Ahora bien, hay un catálogo de delitos de lesa humanidad que no prescriben y reclaman la solidaridad de la comunidad internacional con los pueblos subyugados, esclavizados, empobrecidos o hambreados por gobiernos criminales... y bla bla bla...

¡Pura paja! Los tiranos más abominables, desde la más longeva y aterradora de las dictaduras, la de Norcorea, y las espantosas como las de Cuba, Venezuela y las incontables de África, perduran sobre la desgracia de sus pueblos. Y esta lista es bien incompleta.

En Colombia vamos rápidamente a ser convertidos en otra Venezuela, a menos que el 28 de julio suceda un milagro, la salida de Maduro, porque si este se roba las elecciones, la comunidad internacional mirará para otro lado.

Entretanto, a nadie le aterra cómo Petro va entregando el espacio aéreo y jirones del territorio a sus guerrillas o a los narcotraficantes. No podemos sorprendernos ante la indiferencia de los extraños, cuando en el país hay tanta complicidad de parte de fiscales, jueces, congresistas, columnistas y comunicadores de medios masivos, jefes políticos y centenares de bodegas bien pagadas.

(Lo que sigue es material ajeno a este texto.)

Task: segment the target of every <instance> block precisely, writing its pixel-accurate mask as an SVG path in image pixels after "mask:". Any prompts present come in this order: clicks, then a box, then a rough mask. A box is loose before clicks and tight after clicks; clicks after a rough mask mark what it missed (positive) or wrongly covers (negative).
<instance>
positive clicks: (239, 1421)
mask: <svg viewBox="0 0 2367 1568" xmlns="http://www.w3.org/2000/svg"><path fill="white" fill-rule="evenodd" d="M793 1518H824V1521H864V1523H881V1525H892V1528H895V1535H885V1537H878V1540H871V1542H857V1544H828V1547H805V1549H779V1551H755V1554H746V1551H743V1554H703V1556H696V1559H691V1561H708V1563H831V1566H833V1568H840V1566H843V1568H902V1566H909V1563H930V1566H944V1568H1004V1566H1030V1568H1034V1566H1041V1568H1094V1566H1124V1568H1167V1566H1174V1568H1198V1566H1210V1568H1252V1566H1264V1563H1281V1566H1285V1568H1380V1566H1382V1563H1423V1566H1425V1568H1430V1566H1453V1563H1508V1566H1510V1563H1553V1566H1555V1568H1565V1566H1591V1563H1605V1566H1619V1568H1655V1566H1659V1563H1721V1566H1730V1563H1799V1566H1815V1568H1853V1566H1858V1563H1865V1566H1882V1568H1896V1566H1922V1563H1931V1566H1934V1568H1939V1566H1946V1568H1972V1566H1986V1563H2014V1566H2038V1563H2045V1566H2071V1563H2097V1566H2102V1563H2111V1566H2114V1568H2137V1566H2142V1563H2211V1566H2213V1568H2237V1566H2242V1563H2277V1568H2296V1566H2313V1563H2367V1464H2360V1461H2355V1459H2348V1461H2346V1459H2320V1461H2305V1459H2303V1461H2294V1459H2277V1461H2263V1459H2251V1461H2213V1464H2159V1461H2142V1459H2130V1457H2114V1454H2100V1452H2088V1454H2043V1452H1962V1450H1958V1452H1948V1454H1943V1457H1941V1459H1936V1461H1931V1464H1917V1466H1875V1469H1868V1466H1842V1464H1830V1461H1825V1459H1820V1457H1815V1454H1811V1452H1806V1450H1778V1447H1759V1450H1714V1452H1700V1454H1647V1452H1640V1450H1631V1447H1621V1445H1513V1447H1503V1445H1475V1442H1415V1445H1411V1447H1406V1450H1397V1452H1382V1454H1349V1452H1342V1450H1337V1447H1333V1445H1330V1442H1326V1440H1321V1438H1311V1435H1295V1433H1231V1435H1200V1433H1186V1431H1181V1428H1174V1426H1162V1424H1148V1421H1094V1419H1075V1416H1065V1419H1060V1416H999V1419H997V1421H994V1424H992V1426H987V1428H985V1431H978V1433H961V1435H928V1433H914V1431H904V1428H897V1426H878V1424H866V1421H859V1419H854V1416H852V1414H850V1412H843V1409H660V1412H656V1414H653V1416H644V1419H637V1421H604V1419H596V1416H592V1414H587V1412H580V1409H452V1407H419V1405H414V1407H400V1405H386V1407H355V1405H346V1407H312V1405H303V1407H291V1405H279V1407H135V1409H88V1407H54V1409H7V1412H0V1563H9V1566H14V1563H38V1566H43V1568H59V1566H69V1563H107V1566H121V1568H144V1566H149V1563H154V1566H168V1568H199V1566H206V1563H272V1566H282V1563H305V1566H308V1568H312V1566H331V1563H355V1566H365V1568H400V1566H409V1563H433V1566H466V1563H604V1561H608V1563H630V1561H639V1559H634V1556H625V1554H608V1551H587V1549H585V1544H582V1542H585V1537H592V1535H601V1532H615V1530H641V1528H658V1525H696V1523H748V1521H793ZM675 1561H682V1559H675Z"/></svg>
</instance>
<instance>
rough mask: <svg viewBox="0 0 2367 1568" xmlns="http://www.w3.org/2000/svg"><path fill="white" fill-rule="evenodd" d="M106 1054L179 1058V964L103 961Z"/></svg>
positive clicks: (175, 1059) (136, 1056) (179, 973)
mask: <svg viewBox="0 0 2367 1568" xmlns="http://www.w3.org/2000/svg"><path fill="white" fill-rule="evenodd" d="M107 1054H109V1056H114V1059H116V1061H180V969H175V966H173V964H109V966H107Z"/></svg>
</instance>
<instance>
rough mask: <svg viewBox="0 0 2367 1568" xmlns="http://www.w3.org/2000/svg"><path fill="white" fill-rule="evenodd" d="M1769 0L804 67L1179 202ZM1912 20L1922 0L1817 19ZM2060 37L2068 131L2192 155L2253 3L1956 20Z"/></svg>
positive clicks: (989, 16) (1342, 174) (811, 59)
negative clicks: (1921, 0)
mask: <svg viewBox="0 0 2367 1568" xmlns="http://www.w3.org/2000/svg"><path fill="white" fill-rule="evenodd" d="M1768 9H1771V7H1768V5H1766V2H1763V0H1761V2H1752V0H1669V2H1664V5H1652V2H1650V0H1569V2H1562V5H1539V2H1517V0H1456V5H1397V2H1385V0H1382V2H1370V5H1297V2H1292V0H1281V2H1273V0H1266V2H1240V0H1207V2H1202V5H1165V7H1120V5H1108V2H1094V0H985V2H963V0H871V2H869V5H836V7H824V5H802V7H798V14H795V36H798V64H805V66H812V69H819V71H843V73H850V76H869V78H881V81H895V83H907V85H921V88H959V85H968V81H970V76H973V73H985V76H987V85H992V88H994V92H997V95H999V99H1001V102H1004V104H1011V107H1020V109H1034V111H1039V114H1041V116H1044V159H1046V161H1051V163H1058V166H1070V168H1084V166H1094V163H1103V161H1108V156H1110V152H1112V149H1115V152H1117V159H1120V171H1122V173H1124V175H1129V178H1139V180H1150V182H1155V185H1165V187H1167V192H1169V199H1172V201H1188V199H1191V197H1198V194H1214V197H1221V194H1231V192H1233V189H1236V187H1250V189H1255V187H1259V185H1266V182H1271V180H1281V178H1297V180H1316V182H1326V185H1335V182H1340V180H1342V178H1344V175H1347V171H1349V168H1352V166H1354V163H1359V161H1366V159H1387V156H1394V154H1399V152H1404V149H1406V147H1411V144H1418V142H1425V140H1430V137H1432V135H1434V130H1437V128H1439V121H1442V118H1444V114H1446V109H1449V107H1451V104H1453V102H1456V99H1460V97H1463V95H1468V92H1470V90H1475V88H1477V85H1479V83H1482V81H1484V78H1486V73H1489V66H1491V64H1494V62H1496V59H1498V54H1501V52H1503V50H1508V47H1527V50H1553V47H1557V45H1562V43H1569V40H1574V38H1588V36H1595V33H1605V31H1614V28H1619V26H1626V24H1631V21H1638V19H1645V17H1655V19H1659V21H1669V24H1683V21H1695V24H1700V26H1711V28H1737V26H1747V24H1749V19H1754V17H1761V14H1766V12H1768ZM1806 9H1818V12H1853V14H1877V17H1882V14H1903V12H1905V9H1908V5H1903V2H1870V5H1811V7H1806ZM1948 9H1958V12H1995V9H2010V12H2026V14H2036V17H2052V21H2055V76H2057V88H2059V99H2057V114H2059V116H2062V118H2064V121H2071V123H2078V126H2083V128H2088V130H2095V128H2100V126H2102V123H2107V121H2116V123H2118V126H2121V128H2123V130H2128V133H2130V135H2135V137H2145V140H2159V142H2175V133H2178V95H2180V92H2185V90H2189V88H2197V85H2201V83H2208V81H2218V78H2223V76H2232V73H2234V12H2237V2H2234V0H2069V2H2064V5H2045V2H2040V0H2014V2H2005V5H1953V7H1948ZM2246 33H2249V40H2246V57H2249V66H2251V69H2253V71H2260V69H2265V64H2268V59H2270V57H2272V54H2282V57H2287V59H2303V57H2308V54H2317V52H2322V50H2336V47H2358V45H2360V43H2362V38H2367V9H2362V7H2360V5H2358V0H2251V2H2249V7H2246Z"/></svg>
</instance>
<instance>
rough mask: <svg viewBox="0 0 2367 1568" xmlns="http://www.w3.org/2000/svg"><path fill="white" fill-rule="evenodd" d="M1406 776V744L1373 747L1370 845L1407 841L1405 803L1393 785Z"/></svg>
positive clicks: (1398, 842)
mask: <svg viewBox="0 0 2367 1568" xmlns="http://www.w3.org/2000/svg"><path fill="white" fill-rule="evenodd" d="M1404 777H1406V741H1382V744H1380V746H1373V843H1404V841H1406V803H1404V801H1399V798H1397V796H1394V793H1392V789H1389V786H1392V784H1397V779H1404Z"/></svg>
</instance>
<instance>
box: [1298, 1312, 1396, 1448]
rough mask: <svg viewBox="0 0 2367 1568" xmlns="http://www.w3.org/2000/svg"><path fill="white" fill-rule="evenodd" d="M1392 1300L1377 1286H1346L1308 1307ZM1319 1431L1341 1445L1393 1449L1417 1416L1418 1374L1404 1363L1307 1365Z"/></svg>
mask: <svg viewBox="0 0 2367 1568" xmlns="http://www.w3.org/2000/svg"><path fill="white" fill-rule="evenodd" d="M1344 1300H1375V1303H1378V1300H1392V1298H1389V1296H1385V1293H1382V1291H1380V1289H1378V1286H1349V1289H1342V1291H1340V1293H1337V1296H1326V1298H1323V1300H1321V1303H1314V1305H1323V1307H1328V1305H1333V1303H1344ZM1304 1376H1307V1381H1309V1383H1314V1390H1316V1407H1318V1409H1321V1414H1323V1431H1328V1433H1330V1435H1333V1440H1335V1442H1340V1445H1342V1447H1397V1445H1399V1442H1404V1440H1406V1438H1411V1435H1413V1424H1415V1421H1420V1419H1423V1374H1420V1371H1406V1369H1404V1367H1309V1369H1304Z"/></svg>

Por todo lo que acabamos de considerar a vuelapluma, es conveniente que entendamos que, si no somos capaces ahora —sin esperar prodigios electorales dentro de dos años, cuando la mayor parte del país esté controlada por las guerrillas, y la Registraduría por la izquierda—, el país caerá en el abismo sin retorno.

 Desde hoy debemos reconocer que si no se soluciona el problema a través de los mecanismos constitucionales, incluyendo el mandato de la Carta que obliga a los militares a mantener y defender el Estado de derecho, nadie vendrá a salvarnos de la tiranía, la barbarie y el hambre.

                                                                                              ***

¿Existirá mayor maldad que perjudicar a todos los enfermos actuales –como es ya inocultable— y a todos los venideros, con la destrucción del sistema sanitario? La obligación de todo gobernante es mejorarlo. Por eso, destruirlo es, quizá por fin, algo nuevo bajo el sol, hecho que hará la fama imperecedera de su ejecutor.